The results are instant and highlight individual quarters with high cell count just prior to drying off, says Natalie Parker, a vet technician at LLM, who carried out the testing and the weekly drying off of cows throughout the trial  at Holebrook Farm.

“As a precaution, all four quarters were treated with a dry cow tube and sealant during the trial but the aim in future is to only tube and seal offending quarters with both treatments,” she adds.

Record keeping of treated cows, especially of infected quarters, is key to establishing if there is a pattern, Mrs Parker advises.

Good advice and support from a vet is key to successful SDCT, says Mr Evans. “The training side of it is important, to make sure you are doing it properly and selectively.

“The benefit of the project is that it has been done properly by the LLM VetTech service.
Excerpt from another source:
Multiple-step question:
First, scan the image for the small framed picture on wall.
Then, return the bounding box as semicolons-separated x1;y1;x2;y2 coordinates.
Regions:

The protocols are really important.’’

SDCT is now part of his drying off protocols. “We will continue to have some level of input from our vet practice, it is an investment worth making for peace of mind,’’ Mr Evans suggests.

In Wales, Farming Connect is running a series of workshops in conjunction with local vet practices, on appropriate antibiotic use, keep an eye out for these on our events page.

Rhys Davies encouraged farmers to attend.

“These will consider the practical steps farmers and vets can take to demonstrate more responsible use of antibiotics,’’ he says.





Meticulous cleanliness is crucial at drying off as it is commonplace for infection to be introduced at this stage.

Not administering teat sealant hygienically risks a mastitis breakdown, warns Mrs Parker.

“If you lose a cow after SDCT it is usually because you have introduced infection at this point,’’ she says.

“Sealants are not cheap but if you get a speck of dirt on the tube, for instance if a cow kicks out and it touches her leg, don’t use it change it for a new one . You must consider the value of the cow compared to the value of that tube.’’

Not only should cows be as clean as possible, but the treatment area and the person must be clean and dry too.

Additional labour is useful, and the job shouldn’t be rushed, advises Mrs Parker. “Don’t dry off on a day when you have to rush, the last cows to be treated are as important and valuable as the first.’’

To start the process, pre-dip cows and wipe with an individual anesthetic, working from the teats furthest away to closest.

Individually wipe teat ends with cotton wool soaked in surgical spirit, nearest teat first; once one teat is wiped, tube and work from the closest teat to furthest away.

For cows identified as needing sealant only, administer sealant utilising the correct infusion technique, taking care not to massage into the udder by holding the top of the teat.

Administer antibiotic tubes to cows identified as needing treatment followed by sealant.

Dip all teats.

Apply tape to the tails of treated cows to ensure easy identification at calving.